My friend Kristina, the oldest of three sisters and two step-sisters, once described the sister relationship as follows:  “We can be having a huge screaming fight, and stomp off to opposite sides of the house, but then five minutes later ask the other, ‘Hey – you wanna go to the movies?’”  This completely mystifies me – the fight as well as the forgetting of it.  When you grow up with brothers, fights are just different.  Less emotional, maybe.  Less fraught.  Definitely less often, I think.  Something like that.  AND we wouldn’t want to see the same movies, anyway, so that whole episode could never even remotely happen.  Instead we’d just yell and then totally ignore each other, never bothering to apologize or make up, but instead just waiting for the storm to blow past.  Possibly because I didn’t want to borrow their shoes.

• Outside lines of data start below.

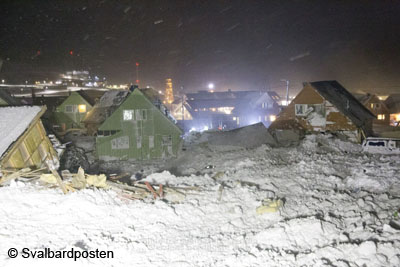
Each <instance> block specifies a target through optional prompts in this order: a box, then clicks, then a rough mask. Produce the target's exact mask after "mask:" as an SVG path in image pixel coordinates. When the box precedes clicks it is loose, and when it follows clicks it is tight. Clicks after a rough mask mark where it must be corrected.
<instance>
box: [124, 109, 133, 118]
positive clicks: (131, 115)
mask: <svg viewBox="0 0 400 267" xmlns="http://www.w3.org/2000/svg"><path fill="white" fill-rule="evenodd" d="M134 118H135V112H134V110H133V109H124V111H123V114H122V119H123V120H124V121H131V120H134Z"/></svg>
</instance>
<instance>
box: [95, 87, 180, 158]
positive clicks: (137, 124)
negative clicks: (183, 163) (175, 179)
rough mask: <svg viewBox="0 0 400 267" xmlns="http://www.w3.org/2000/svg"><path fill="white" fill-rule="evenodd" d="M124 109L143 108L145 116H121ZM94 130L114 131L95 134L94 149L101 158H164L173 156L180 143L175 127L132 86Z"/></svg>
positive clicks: (142, 110) (135, 111)
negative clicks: (169, 137)
mask: <svg viewBox="0 0 400 267" xmlns="http://www.w3.org/2000/svg"><path fill="white" fill-rule="evenodd" d="M124 110H134V114H136V113H137V111H141V112H142V111H145V112H146V119H145V120H124V119H123V112H124ZM134 116H135V118H136V115H134ZM98 130H99V131H103V132H104V131H117V132H116V133H115V134H113V135H111V136H103V137H102V136H97V138H96V150H97V155H98V157H99V159H101V160H116V159H120V160H127V159H138V160H146V159H155V158H167V157H172V156H176V155H177V154H178V150H179V148H180V145H181V138H180V135H181V134H182V133H181V131H180V130H179V128H177V126H176V125H174V124H173V122H171V121H170V120H169V119H168V118H167V117H165V115H163V114H162V113H161V111H160V110H159V109H157V108H156V107H155V106H154V105H153V104H152V103H151V102H150V101H148V99H147V98H146V97H145V96H144V95H143V94H142V93H141V92H139V91H136V90H135V91H134V92H132V93H131V95H129V96H128V98H127V99H126V100H125V101H124V102H123V103H122V105H121V106H120V107H119V108H118V109H117V110H116V111H115V112H114V113H113V114H112V115H111V116H110V117H109V118H107V120H106V121H105V122H104V123H103V124H102V125H101V126H100V127H99V129H98ZM169 137H171V138H170V141H171V143H170V146H169V145H167V143H168V142H169ZM167 139H168V140H167ZM119 145H121V146H119Z"/></svg>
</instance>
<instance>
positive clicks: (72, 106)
mask: <svg viewBox="0 0 400 267" xmlns="http://www.w3.org/2000/svg"><path fill="white" fill-rule="evenodd" d="M94 104H95V103H94V100H92V98H90V97H89V96H88V95H87V94H86V93H85V92H84V91H76V92H72V93H71V94H70V95H69V96H68V97H67V98H66V99H65V100H64V101H63V102H62V103H61V104H60V105H59V106H57V107H56V109H55V111H54V113H53V115H52V117H53V118H52V121H53V128H54V129H55V130H57V131H58V132H61V133H62V132H65V131H67V130H69V129H83V128H84V124H83V122H82V121H83V118H84V117H85V116H86V114H87V113H88V112H89V111H90V110H91V109H92V107H93V106H94Z"/></svg>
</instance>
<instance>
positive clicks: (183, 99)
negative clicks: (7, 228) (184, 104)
mask: <svg viewBox="0 0 400 267" xmlns="http://www.w3.org/2000/svg"><path fill="white" fill-rule="evenodd" d="M181 94H182V96H181V101H182V127H184V126H183V125H184V122H185V108H184V106H183V102H184V101H185V95H184V93H183V86H181Z"/></svg>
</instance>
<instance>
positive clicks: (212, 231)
mask: <svg viewBox="0 0 400 267" xmlns="http://www.w3.org/2000/svg"><path fill="white" fill-rule="evenodd" d="M173 164H174V168H173V169H174V170H175V171H176V172H175V173H180V175H181V176H178V177H177V176H175V175H173V174H171V173H169V172H167V171H164V172H162V173H154V174H152V175H149V176H147V177H146V180H148V181H150V182H153V183H156V184H157V183H163V184H168V185H170V186H180V187H187V186H195V187H196V188H195V189H193V190H192V191H183V192H184V193H185V194H186V197H185V198H183V197H182V195H171V196H168V195H166V200H164V201H163V200H156V201H154V200H151V199H150V198H149V199H146V200H144V201H141V200H135V201H133V200H127V199H124V198H121V196H119V195H118V194H117V193H116V192H115V191H112V190H108V191H107V190H97V189H85V190H81V191H77V192H75V193H71V194H68V195H63V194H62V193H61V191H60V190H59V189H46V188H44V187H41V186H39V185H36V184H29V183H28V184H25V183H22V182H18V181H17V182H13V183H12V184H11V185H10V186H5V187H1V188H0V203H1V204H0V240H1V242H0V266H89V265H93V266H323V265H326V266H400V253H399V251H400V231H399V230H396V229H394V228H393V227H391V226H390V225H389V223H390V221H391V220H394V221H396V220H397V221H398V220H399V219H398V218H397V219H396V218H394V217H395V216H394V214H395V212H396V211H397V210H398V209H399V208H400V168H399V164H400V157H399V156H398V155H397V156H396V155H395V156H387V155H385V156H382V155H368V154H364V153H362V152H361V149H360V146H359V145H355V144H351V143H347V142H344V141H340V140H338V139H333V138H331V137H329V136H328V137H326V136H320V137H317V136H308V137H307V138H306V139H305V140H304V141H303V142H302V143H301V144H300V146H298V147H292V148H274V149H272V148H269V147H267V146H261V147H259V148H256V149H247V150H246V149H240V148H235V147H218V146H216V147H211V146H208V145H207V144H200V145H196V146H193V147H191V148H189V149H188V150H187V152H186V153H185V154H184V155H183V156H182V157H181V158H179V159H178V160H175V161H174V163H173ZM206 166H208V167H209V168H205V167H206ZM210 167H212V168H210ZM270 197H275V198H279V199H282V200H284V202H285V205H284V207H283V208H282V209H281V210H280V212H276V213H264V214H257V213H256V208H257V207H258V206H260V205H261V203H262V200H263V199H265V198H270ZM45 247H49V248H51V249H52V250H63V249H68V248H71V247H74V248H75V249H77V250H86V249H89V250H95V249H101V250H112V251H114V258H113V259H90V260H87V259H78V260H77V261H73V260H71V259H65V260H62V261H60V260H54V259H53V260H51V259H38V260H28V259H24V258H21V257H17V258H15V259H10V258H9V257H8V256H7V250H8V249H9V248H17V249H18V250H21V249H22V248H29V249H31V250H33V249H41V248H45Z"/></svg>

But I have a theory about female friendship, so tell me what you think.  I have noticed that many women who have sisters become childhood best friends with other women with sisters.  On the flip of that, sisterless (or sisterfree?  Is that glass half-full or half-empty?) women become childhood best friends with other sisterless women.  Of the women I’ve informally polled about this over glasses of wine, I’ve noticed this to be surprisingly widespread.  I don’t think this happens as much once women are older; I’m talking specifically about the close female friendships that begin in childhood and last throughout a woman’s life.  Have you noticed this?  If so, what do you think the reason for it is?  Do you think that it is possible that sister’ed women have slightly different needs than sister-less women in their early, close female friendships?  Like, those of us without sisters are always on the prowl for maid-of-honor potential, since our genetic pool didn’t handily provide us one?

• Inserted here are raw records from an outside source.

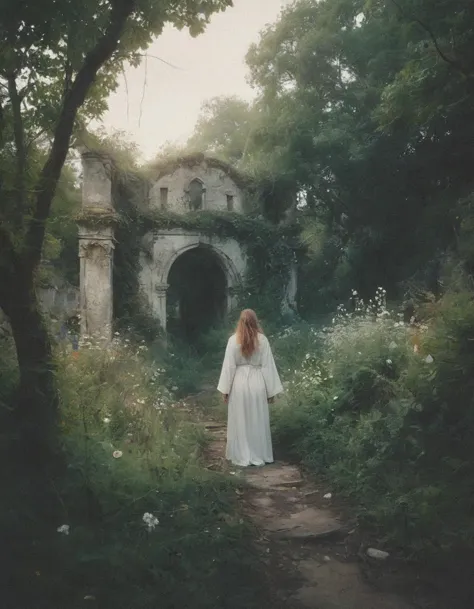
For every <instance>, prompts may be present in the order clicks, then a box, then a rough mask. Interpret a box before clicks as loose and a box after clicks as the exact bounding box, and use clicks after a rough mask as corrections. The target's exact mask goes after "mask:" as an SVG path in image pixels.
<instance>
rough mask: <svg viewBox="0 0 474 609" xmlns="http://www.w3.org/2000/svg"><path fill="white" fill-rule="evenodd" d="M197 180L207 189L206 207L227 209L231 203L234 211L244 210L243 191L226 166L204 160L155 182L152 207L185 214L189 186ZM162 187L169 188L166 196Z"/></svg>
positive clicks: (205, 196)
mask: <svg viewBox="0 0 474 609" xmlns="http://www.w3.org/2000/svg"><path fill="white" fill-rule="evenodd" d="M196 179H197V180H199V181H200V182H201V184H202V186H203V189H204V196H203V205H202V209H203V210H213V211H228V210H229V207H228V206H229V205H230V206H231V207H232V210H231V211H236V212H239V213H242V212H243V193H242V191H241V190H240V188H239V187H238V186H237V184H236V183H235V182H234V180H232V178H231V177H230V176H229V175H228V174H227V173H226V172H225V171H224V170H223V169H221V168H218V167H212V166H210V165H208V164H206V163H205V162H203V163H196V164H195V165H193V166H188V165H183V166H181V167H178V168H176V169H174V171H173V172H172V173H170V174H168V175H164V176H162V177H161V178H159V179H158V180H156V181H154V182H153V183H152V185H151V188H150V192H149V206H150V208H151V209H163V208H167V209H169V210H170V211H173V212H176V213H182V214H184V213H186V212H189V211H190V193H189V187H190V184H191V182H192V181H193V180H196ZM162 189H165V190H166V195H165V193H164V192H163V191H162ZM165 199H166V202H165Z"/></svg>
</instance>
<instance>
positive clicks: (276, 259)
mask: <svg viewBox="0 0 474 609" xmlns="http://www.w3.org/2000/svg"><path fill="white" fill-rule="evenodd" d="M112 195H113V203H114V208H115V213H113V214H111V213H96V212H93V213H90V214H82V215H81V217H80V218H78V221H80V222H81V223H82V224H85V225H87V224H89V225H91V226H94V227H100V226H106V225H107V226H110V224H111V223H113V225H114V228H115V256H114V260H115V262H114V277H113V281H114V311H115V319H116V325H117V326H118V327H119V328H133V330H134V331H135V332H137V333H139V334H140V335H141V336H143V337H144V338H147V339H151V338H154V337H156V336H157V335H158V334H159V332H160V328H159V323H158V321H157V320H156V319H155V318H154V317H153V315H152V312H151V311H150V310H148V309H147V306H148V305H147V303H146V302H144V301H143V298H142V297H141V294H140V280H139V274H140V261H141V258H142V256H149V255H151V253H150V251H149V250H148V249H147V247H146V244H145V237H146V236H147V235H150V234H153V233H154V232H156V231H160V230H171V229H176V228H180V229H183V230H187V231H196V232H199V233H202V234H204V235H207V236H212V237H215V238H218V239H234V240H236V241H237V242H239V243H240V244H241V245H242V246H243V248H244V250H245V253H246V256H247V272H246V276H245V280H244V283H243V285H242V286H241V289H240V291H239V292H240V293H238V294H237V296H238V298H239V304H240V305H241V306H246V307H252V308H256V309H257V310H258V311H259V313H260V314H261V315H263V316H264V317H265V318H269V317H272V318H275V317H276V316H278V315H280V313H281V304H282V302H283V297H284V292H285V289H286V286H287V284H288V280H289V276H290V268H291V264H292V262H293V260H294V256H295V250H296V249H297V247H298V245H297V244H298V239H297V232H296V230H295V228H294V227H289V226H280V225H275V224H272V223H270V222H269V221H267V220H265V219H264V218H262V217H261V216H256V215H253V216H251V215H242V214H238V213H235V212H227V211H226V212H217V211H216V212H211V211H201V212H190V213H188V214H186V215H181V214H177V213H173V212H170V211H153V210H149V209H145V206H144V205H143V201H147V199H148V180H147V179H146V178H144V177H142V176H140V175H137V174H135V173H126V172H123V171H120V170H118V169H117V167H115V168H114V170H113V175H112ZM91 211H93V210H91Z"/></svg>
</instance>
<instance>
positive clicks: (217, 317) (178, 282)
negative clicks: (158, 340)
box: [154, 235, 241, 333]
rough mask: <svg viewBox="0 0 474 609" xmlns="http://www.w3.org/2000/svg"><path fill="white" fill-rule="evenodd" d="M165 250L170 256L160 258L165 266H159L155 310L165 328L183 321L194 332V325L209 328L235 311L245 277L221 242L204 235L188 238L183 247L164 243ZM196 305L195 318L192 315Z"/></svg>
mask: <svg viewBox="0 0 474 609" xmlns="http://www.w3.org/2000/svg"><path fill="white" fill-rule="evenodd" d="M163 236H164V235H163ZM170 238H171V236H170ZM161 248H163V249H161ZM161 248H160V249H161V251H162V252H163V253H164V252H165V251H167V255H165V256H164V257H163V258H164V259H163V258H161V256H160V258H161V261H160V262H161V264H159V265H158V266H157V267H155V268H156V270H157V271H158V273H157V275H155V279H154V284H155V294H156V298H157V300H155V303H156V304H155V306H154V310H155V312H156V314H157V317H158V318H159V320H160V323H161V325H162V327H163V328H164V329H166V330H172V329H173V328H176V325H177V323H178V322H179V321H180V323H183V322H184V325H185V326H186V325H187V326H188V332H189V331H191V333H192V330H190V328H189V326H190V325H191V326H192V325H193V323H194V324H195V323H198V325H199V323H200V324H201V325H202V326H204V327H206V326H209V325H210V321H212V317H214V318H215V320H218V319H220V318H222V317H223V316H224V315H225V314H227V313H228V312H229V311H231V310H232V309H233V308H234V306H235V305H236V291H237V289H238V287H239V286H240V284H241V276H240V274H239V272H238V270H237V268H236V266H235V263H234V260H233V259H232V258H231V257H230V256H228V255H227V254H226V253H225V252H224V251H223V249H221V248H220V247H219V243H217V244H216V243H211V242H210V240H209V239H208V238H206V237H203V236H202V235H195V236H193V238H192V239H191V235H187V239H186V243H183V244H182V246H181V247H179V248H176V247H174V248H173V249H172V250H171V251H170V250H166V248H165V247H164V244H163V241H161ZM193 290H194V295H193V293H192V292H193ZM193 302H194V305H193V304H192V303H193ZM192 306H194V309H195V311H194V312H195V315H194V313H193V312H191V313H190V309H191V308H192ZM207 312H209V316H208V315H207ZM184 318H187V320H188V321H187V322H186V321H185V319H184ZM193 318H194V319H193ZM168 322H169V324H170V325H169V324H168Z"/></svg>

In a different vein, another thing I appreciated about The Weird Sisters was its presentation of the act of reading as solace.  Regarding the processing of tragedy, the narrator remarks, “we’d do what we always did, the only thing we’d ever been dependably stellar at:  we’d read.”  For me, this resonates.  When in the throes of postpartum depression, I remember sitting at my breast pump, reading.  Because if I wasn’t reading, I was crying.  Or dialing hotlines.  (It was bad, y’all.)  I remember reading all the Emily Giffin books in about three days after Owen was born – and what a gift those were, not because they are especially ground-breaking, but because they provided escape.  Ten years ago, when my mother was dying, we kept a round-the-clock vigil, in which one of us (either my dad, one of my brothers, my aunt, my grandmother, any one of my mother’s best friends – she was a “girl’s girl” too – or myself) would sit next to her bed, just to be with her.  Just to be present.  And during my time watching over her, I read.  I probably read a novel a day, because it was the only way I could leave my thoughts and my grief and my problems and my misery behind.  Strikingly, it was my mother who taught me to be a reader, and I think she would’ve been happy that her gift could comfort me when she could not.  Anyway, reading – and fiction, particularly – has always been therapeutic for me.

So, that’s what I’ve been thinking about with this book.  I’d love to know your thoughts, lovely reader (whether you’ve read the book or not).

*Remember those phones?  I had a lavender one (fabulousness!).  (God, I’m OLD.)